POUCOS DÃO POSITIVO – De março a dezembro do ano passado, segundo o Denatran, foram realizados pouco mais de um milhão de exames toxicológicos no Brasil. Somente 16,2 mil, ou 1,56%, deram positivo. Os três Estados do Sul, os quatro do Sudeste, além de Mato Grosso e Goiás respondem por 77% dos exames.
No meio do transporte, a exigência do exame é vista com reserva. Para o presidente do Sindicato das Empresas de Transporte de Carga de São Paulo, Tayguara Helou, o exame não cumpre seu objetivo. “Para as empresas, não trouxe o efeito necessário para que possamos encarar o mundo das drogas”, afirma.
Ele defende que as transportadoras deveriam escolher o momento certo para fazer o exame. “O ideal seria ter a aplicação de tal exame nos planos de combate ao uso de bebidas e drogas das empresas, que deveriam ter liberdade para escolher o momento da sua conveniência para utilizar essa metodologia”, declara.
Marcos Egídio Battistella, presidente do Sindicato das Transportadoras do Paraná, diz que “o exame em si é uma coisa boa” e que a entidade é favorável a ele. Mas ressalta que o custo é alto e que a insegurança jurídica das empresas aumentou. “Se o exame dá positivo, nós temos que de alguma forma nos responsabilizar pelo tratamento do motorista. O governo faz as leis e joga a conta no empresário”, critica.
Já o presidente do Sindicato dos Caminhoneiros Autônomos de São Paulo, Norival Almeida, considera o exame um “mal necessário”. “Mas está havendo muita fraude, com motorista emprestando cabelo para fazer o exame”, afirma. De fato, reportagem da Rádio CBN flagrou em fevereiro uma autoescola de Diadema (SP) vendendo laudo negativo de exame toxicológico por R$ 1 mil. Isso foi amplamente divulgado.

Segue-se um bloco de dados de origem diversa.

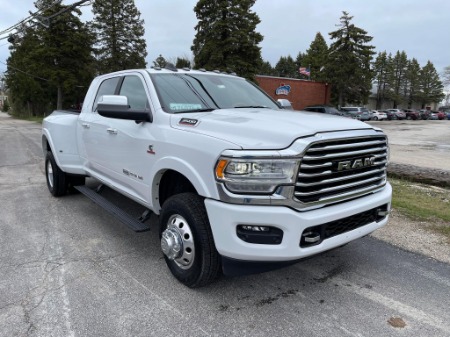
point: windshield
(197, 92)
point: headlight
(256, 175)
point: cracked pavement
(67, 268)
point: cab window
(133, 88)
(107, 87)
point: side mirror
(115, 106)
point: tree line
(52, 65)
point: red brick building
(300, 93)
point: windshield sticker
(283, 89)
(184, 106)
(188, 121)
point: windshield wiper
(195, 110)
(250, 106)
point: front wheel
(56, 179)
(187, 241)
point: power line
(35, 15)
(29, 18)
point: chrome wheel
(177, 242)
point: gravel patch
(414, 236)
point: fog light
(255, 228)
(265, 235)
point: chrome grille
(341, 169)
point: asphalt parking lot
(424, 143)
(67, 268)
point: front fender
(201, 177)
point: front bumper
(224, 219)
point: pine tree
(225, 37)
(286, 67)
(316, 57)
(349, 59)
(160, 62)
(119, 32)
(446, 75)
(51, 61)
(397, 77)
(266, 69)
(381, 70)
(413, 78)
(182, 62)
(299, 63)
(430, 85)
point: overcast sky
(420, 28)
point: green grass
(423, 203)
(37, 119)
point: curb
(419, 174)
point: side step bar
(136, 225)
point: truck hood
(262, 128)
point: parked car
(424, 114)
(442, 115)
(390, 115)
(412, 114)
(399, 113)
(434, 115)
(324, 109)
(378, 115)
(361, 113)
(285, 104)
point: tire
(187, 242)
(56, 179)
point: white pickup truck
(240, 185)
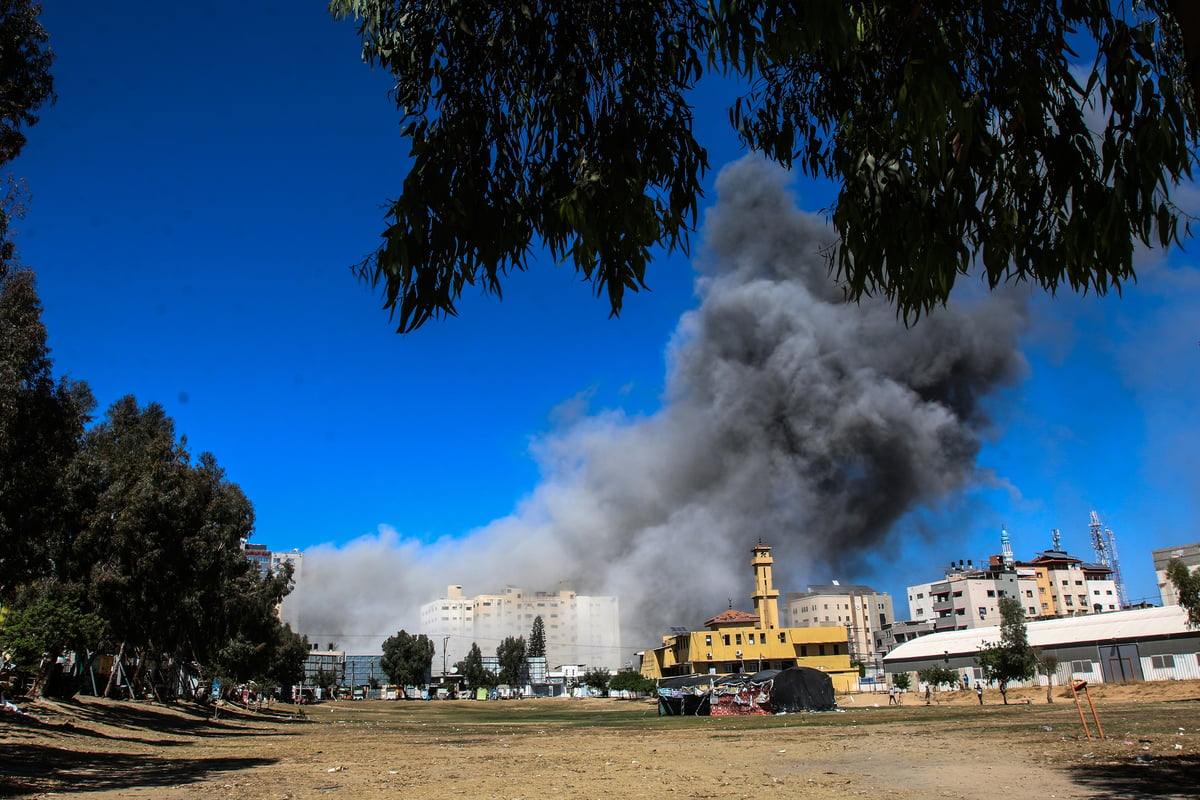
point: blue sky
(210, 173)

Almeida considera o valor do teste muito alto e diz que a obrigatoriedade está dando uma fortuna para os laboratórios. Estima-se que, no ano passado, eles tenham faturado R$ 300 milhões só aí.
PREÇO EM BAIXA – O biomédico Claudio Sodré, diretor técnico do Laboratório Sodré, de Marília (SP), diz que o preço do exame é alto porque a metodologia utilizada e a logística são caras. “Os laboratórios precisaram fazer investimentos muito grandes”, afirma. Mas ele diz que os preços estão caindo. “Nós começamos cobrando R$ 300 e, em alguns locais, já está R$ 235.” Mas não devemos esperar mais reduções. A tendência, segundo ele, é que estabilize na casa dos R$ 230.